Classification based on Topological Data Analysis
This work provides a new, direct TDA-based classification method for researchers and practitioners dealing with complex, imbalanced multi-class datasets, offering an alternative to traditional ML approaches.
This paper introduces a novel algorithm, TDABC, that directly applies Topological Data Analysis (TDA) to multi-class classification problems, including imbalanced datasets. The method constructs a filtered simplicial complex and uses persistent homology to guide labeling unlabeled points based on votes from labeled neighbors, outperforming baseline k-NN and wk-NN classifiers on 8 datasets, particularly for entangled and minority classes.
Topological Data Analysis (TDA) is an emergent field that aims to discover topological information hidden in a dataset. TDA tools have been commonly used to create filters and topological descriptors to improve Machine Learning (ML) methods.

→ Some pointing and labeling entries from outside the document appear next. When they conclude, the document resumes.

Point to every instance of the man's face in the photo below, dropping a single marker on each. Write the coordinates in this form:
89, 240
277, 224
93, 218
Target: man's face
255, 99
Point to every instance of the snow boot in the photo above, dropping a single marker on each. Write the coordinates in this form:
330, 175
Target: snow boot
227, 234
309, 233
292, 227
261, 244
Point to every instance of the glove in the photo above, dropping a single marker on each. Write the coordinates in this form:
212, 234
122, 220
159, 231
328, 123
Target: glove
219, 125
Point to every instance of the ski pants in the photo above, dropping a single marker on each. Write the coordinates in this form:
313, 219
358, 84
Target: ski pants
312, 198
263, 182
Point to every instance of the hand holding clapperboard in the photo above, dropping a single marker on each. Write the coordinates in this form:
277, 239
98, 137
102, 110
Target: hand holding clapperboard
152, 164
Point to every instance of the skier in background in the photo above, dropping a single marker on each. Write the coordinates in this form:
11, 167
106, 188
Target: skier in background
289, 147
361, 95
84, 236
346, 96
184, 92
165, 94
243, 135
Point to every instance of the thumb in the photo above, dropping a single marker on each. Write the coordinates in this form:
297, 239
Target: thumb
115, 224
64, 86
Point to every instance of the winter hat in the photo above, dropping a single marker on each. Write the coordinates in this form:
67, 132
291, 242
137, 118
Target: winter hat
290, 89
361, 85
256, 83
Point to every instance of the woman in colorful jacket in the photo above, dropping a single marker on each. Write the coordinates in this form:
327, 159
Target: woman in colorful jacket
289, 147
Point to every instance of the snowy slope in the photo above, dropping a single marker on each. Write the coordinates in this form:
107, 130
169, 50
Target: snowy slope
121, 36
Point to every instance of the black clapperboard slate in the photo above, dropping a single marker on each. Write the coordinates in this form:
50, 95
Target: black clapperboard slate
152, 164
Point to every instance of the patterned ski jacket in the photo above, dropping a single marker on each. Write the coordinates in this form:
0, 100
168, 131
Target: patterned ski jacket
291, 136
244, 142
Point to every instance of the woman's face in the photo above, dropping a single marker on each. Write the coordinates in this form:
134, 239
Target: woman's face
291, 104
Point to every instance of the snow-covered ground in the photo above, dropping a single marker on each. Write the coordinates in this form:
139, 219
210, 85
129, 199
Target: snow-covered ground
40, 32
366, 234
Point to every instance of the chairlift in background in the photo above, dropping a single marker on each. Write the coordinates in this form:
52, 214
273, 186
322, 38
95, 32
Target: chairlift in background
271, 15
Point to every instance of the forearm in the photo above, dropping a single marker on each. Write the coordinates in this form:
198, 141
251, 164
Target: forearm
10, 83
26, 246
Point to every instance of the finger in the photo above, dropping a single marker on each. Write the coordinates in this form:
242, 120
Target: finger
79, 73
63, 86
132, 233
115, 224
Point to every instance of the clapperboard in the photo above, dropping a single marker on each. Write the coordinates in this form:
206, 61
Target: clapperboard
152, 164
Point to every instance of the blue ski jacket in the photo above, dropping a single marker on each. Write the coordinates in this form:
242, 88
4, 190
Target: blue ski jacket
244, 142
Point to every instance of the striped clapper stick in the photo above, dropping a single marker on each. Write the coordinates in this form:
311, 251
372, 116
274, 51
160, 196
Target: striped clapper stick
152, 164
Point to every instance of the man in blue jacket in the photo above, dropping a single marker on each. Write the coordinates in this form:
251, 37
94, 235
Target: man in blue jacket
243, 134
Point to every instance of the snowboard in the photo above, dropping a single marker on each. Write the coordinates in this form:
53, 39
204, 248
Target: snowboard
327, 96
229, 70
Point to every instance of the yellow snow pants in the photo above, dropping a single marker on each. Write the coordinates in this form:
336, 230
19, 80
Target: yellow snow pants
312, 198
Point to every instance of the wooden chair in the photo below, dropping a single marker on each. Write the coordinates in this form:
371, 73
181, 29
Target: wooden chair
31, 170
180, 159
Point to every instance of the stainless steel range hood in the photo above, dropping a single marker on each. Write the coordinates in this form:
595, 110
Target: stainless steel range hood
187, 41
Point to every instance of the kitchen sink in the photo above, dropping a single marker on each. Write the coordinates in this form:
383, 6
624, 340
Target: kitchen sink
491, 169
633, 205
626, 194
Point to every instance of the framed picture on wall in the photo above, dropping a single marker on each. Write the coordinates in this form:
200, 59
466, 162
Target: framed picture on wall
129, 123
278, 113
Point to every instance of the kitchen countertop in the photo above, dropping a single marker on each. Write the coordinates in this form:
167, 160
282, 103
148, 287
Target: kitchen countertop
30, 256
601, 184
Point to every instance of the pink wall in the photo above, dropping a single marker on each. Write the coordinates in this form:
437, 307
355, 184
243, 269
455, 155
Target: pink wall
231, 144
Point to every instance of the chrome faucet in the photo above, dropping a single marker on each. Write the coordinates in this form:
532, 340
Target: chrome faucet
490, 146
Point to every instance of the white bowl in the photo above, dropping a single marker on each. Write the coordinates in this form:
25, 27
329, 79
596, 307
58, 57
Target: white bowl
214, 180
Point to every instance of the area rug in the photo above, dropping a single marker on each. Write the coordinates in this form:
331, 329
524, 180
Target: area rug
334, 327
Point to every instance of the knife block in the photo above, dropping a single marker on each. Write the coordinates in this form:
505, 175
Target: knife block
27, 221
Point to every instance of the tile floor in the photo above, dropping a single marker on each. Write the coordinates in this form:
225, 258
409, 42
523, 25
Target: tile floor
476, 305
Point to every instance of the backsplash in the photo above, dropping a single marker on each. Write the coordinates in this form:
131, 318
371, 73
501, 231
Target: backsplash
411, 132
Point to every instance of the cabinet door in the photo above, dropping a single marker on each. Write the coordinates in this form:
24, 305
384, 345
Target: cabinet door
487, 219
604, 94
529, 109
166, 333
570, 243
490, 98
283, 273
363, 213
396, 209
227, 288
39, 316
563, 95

This paper proposes an algorithm that applies TDA directly to multi-class classification problems, even imbalanced datasets, without any further ML stage. The proposed algorithm built a filtered simplicial complex on the dataset. Persistent homology is then applied to guide choosing a sub-complex where unlabeled points obtain the label with most votes from labeled neighboring points. To assess the proposed method, 8 datasets were selected with several degrees of class entanglement, variability on the samples per class, and dimensionality. On average, the proposed TDABC method was capable of overcoming baseline classifiers (wk-NN and k-NN) in each of the computed metrics, especially on classifying entangled and minority classes.